Pero estoy convencido de que esta metafísica tiene menos sentido para el hombre moderno que para la concepción dinámica de Teilhard de Chardin. La de este último es más bíblica, poniendo como centro a Cristo resucitado omega así como la resurrección de todos los hombres. Contempla la unión escatológica como una total inhabitación de Dios en el hombre y del hombre en Dios y de todos en Cristo que va hacia al Padre de acuerdo con las palabras de Jesús en Jn 17. Por lo que se refiere a la paradoja de que todo es uno y no uno, Teilhard contesta con un principio que se repite a lo largo de toda su obra: en el ámbito de la personalidad, la unión crea la diferencia: cuanto más unido estoy con Dios, más soy yo mismo. Aquí la unión se distingue claramente de la absorción aniquilante: en la unión con el otro encuentro mi verdadero ser. ¿Paradoja increíble? Sin embargo, en este mismo sentido explicamos la Trinidad. ¿Y no se aplica también el principio de que la unión crea la diferencia a las uniones humanas y a las relaciones interpersonales? En la más honda y amorosa unión con el otro, lejos de perdernos a nosotros mismos, descubrimos nuestro “yo” más profundo en el centro de nuestro ser. Si esto es cierto de las relaciones humanas, se ha de aplicar también a la unión más íntima: la de Yavé con su pueblo.


He tratado de explicar la posición del autor con respecto a la pérdida de “yo”, que es parte integral de su dirección y problema importante del escenario religioso moderno. Pero me apresuro a delatar que el autor es reacio a dar explicaciones y, cuando las da, lo hace solamente como concesión a los teólogos eruditos que pudieran leerlo y criticar su libro.


Cuantas veces observa que “sólo quien tiene experiencia puede realmente entender”. Si existe algún problema, existe solamente a nivel verbal o metafísico. Pero a nivel del amor experiencial no existe tal problema ya que entonces uno sabe existencialmente lo que es perderse y encontrarse a sí mismo al mismo tiempo. El talante del autor es no explicar (pues no es posible explicación alguna), sino conducir al discípulo a un estado de conciencia en que pueda verlo por sí mismo.

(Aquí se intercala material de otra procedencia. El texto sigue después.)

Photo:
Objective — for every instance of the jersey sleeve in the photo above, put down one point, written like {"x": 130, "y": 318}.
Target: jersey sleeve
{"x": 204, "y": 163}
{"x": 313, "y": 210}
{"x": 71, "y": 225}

“Por eso te insto: ve en pos de la experiencia más que del conocimiento. Con respecto al orgullo, el conocimiento puede engañarte con frecuencia, pero este afecto delicado y dulce no te engañará. El conocimiento tiende a fomentar el engreimiento, pero el amor construye. El conocimiento está lleno de trabajo, pero el amor es quietud”. Es lo mismo que en el caso de los zen budistas, que, sin explicarlo, insisten en que uno se ha de sentar simplemente a meditar.